“This is not just speaking about Russia today, but about a woman’s story in extreme circumstances”
Distributor Cineflix Rights
Producers 1-2-3 Production; Look Film
Length 8 x 60 minutes
Broadcaster TV3 (Russia)
Cineflix Media senior vice-president of global scripted co-productions Julien Leroux first became aware of An Ordinary Woman at France’s Series Mania event earlier this year, where it was being showcased as the first Russian drama series to make the official selection and being compared to Breaking Bad and Happy Valley.
“It was intriguing,” says Leroux. “There are lots of good Russian drama series, but most are made for Russian audiences. This has a universal story that is not just speaking about Russia today but more about a woman’s story in extreme circumstances.”

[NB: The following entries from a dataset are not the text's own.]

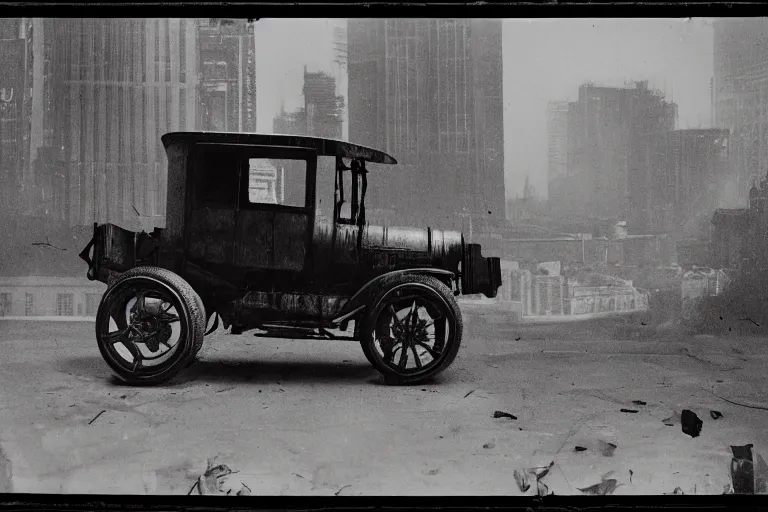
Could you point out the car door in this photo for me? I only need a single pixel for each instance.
(210, 226)
(275, 215)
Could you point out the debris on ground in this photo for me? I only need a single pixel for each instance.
(670, 422)
(97, 417)
(526, 478)
(339, 491)
(502, 414)
(607, 449)
(214, 481)
(604, 488)
(761, 475)
(742, 470)
(691, 424)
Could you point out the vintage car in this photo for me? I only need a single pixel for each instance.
(247, 240)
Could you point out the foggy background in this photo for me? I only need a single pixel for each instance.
(544, 59)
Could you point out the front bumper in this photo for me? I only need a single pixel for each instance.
(479, 274)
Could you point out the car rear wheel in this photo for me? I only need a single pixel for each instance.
(413, 330)
(149, 326)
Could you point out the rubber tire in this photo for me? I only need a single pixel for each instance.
(192, 311)
(391, 377)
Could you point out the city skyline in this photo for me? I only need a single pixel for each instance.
(673, 55)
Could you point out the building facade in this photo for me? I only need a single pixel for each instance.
(616, 139)
(430, 93)
(557, 140)
(105, 90)
(740, 94)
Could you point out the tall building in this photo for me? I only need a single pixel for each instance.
(321, 116)
(430, 93)
(228, 75)
(740, 94)
(557, 139)
(698, 179)
(15, 62)
(616, 139)
(103, 93)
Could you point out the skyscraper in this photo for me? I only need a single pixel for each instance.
(557, 139)
(105, 90)
(740, 92)
(430, 93)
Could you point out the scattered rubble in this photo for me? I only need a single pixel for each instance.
(742, 470)
(607, 449)
(214, 480)
(604, 488)
(97, 417)
(527, 477)
(690, 423)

Coming from director Boris Khlebnikov and a pair of Russian producers, the series follows a 39-year-old female florist named Marina, whose business is a front for her real work running a clandestine prostitution operation using her mobile phone and a WhatsApp group.
Her family are unaware of her true occupation but also have their own secrets: her husband is an adulterer, her eldest daughter skips school to deal drugs and her youngest is a sociopath. The action unfolds as her carefully constructed house of cards begins to collapse after one of her ‘girls’ is found dead.

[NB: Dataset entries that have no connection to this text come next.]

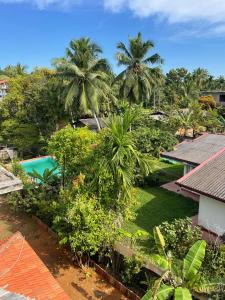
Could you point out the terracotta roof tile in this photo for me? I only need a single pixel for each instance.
(198, 150)
(24, 273)
(208, 178)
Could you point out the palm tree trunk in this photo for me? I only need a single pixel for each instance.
(97, 121)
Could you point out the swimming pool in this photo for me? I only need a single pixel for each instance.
(40, 165)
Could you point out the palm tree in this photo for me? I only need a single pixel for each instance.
(139, 77)
(181, 282)
(87, 77)
(119, 157)
(200, 76)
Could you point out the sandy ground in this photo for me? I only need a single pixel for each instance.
(71, 278)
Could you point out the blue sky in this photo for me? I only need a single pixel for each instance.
(188, 33)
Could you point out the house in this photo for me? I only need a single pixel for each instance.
(194, 152)
(23, 275)
(204, 175)
(219, 96)
(3, 88)
(90, 123)
(8, 182)
(208, 180)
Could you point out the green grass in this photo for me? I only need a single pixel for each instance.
(156, 205)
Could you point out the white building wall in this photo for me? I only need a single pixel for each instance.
(212, 215)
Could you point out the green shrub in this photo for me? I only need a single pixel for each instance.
(180, 236)
(132, 266)
(153, 140)
(214, 263)
(23, 203)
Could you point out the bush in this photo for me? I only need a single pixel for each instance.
(153, 140)
(132, 266)
(180, 236)
(214, 263)
(207, 101)
(20, 202)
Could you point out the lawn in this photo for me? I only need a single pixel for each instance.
(156, 205)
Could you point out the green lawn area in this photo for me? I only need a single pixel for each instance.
(156, 205)
(165, 172)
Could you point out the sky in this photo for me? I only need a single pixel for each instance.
(187, 33)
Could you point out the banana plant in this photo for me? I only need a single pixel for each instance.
(180, 283)
(48, 182)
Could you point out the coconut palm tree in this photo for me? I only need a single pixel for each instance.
(139, 77)
(87, 77)
(181, 282)
(119, 158)
(200, 76)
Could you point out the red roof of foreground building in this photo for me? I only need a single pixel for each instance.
(22, 272)
(3, 81)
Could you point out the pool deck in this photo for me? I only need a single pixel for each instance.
(8, 182)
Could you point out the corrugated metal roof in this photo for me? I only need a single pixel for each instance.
(198, 150)
(209, 178)
(22, 271)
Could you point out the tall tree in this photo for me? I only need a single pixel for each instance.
(140, 77)
(200, 76)
(87, 77)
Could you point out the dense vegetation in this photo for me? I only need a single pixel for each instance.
(95, 194)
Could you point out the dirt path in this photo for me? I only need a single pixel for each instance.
(71, 278)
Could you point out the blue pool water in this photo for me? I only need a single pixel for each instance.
(40, 165)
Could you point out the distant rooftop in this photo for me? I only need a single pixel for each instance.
(23, 273)
(208, 178)
(198, 150)
(91, 123)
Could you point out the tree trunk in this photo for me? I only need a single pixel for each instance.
(97, 121)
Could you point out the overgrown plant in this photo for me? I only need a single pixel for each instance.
(180, 282)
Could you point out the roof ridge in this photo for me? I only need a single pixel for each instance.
(179, 181)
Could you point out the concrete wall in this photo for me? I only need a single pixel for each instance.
(212, 215)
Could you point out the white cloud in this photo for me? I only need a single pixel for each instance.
(43, 4)
(175, 11)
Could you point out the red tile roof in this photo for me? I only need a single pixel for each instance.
(207, 178)
(22, 271)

The set-up has led to the Breaking Bad comparisons, but Leroux says the tone and pacing is more akin to the Sarah Lancashire-fronted BBC1 cop drama Happy Valley.
“It’s a very good reference point,” he says, adding that there are elements of dark comedy and family drama that sit alongside the core crime story.

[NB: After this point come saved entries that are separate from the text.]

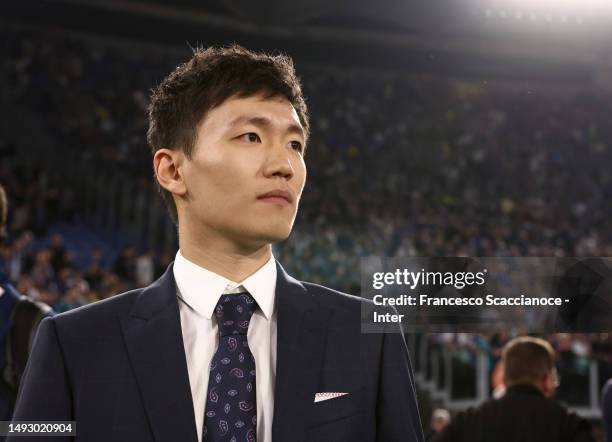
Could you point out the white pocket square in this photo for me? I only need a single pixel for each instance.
(324, 396)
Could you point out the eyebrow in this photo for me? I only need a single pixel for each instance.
(265, 123)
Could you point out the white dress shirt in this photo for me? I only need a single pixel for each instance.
(198, 291)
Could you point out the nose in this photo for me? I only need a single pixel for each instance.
(278, 163)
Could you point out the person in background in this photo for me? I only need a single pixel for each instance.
(19, 319)
(606, 410)
(526, 412)
(440, 418)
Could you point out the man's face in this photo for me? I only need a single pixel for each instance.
(245, 148)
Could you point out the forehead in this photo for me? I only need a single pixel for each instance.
(276, 109)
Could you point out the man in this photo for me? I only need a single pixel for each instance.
(19, 319)
(225, 345)
(526, 412)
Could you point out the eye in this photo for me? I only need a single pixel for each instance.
(296, 145)
(250, 137)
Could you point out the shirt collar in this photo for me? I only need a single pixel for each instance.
(200, 288)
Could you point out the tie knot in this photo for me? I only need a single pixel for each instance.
(233, 313)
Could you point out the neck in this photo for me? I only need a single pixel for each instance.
(224, 258)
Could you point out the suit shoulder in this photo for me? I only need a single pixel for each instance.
(114, 306)
(335, 297)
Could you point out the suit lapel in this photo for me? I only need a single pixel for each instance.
(154, 341)
(301, 333)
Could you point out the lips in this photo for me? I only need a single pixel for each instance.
(277, 194)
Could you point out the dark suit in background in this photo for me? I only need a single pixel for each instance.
(118, 368)
(523, 414)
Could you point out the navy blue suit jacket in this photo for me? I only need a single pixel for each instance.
(118, 368)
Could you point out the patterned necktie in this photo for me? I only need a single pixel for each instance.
(231, 407)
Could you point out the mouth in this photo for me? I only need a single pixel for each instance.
(277, 197)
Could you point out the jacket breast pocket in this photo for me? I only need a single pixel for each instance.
(338, 408)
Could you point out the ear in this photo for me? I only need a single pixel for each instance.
(547, 385)
(167, 164)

Leroux points to the central performance of lead Anna Mikhalkova, who won the coveted Best Actress Award at Series Mania, with her portrayal of Marina described by judges as a “sensitive and nuanced performance of a strong woman who constantly has to repress her most private feelings to survive in a corrupted society”.
With an increasing number of international channels and on-demand services experimenting with a widening pool of foreign-language dramas, Cineflix Rights will be pushing the series hard in Cannes. It has acquired full international rights, promoting it as Russian network TV3’s first big internationally saleable series.
Though Russia is better known for importing and remaking Western dramas such as The Bridge for its TV channels, Leroux will explore format deals for the serialised, eight-part series.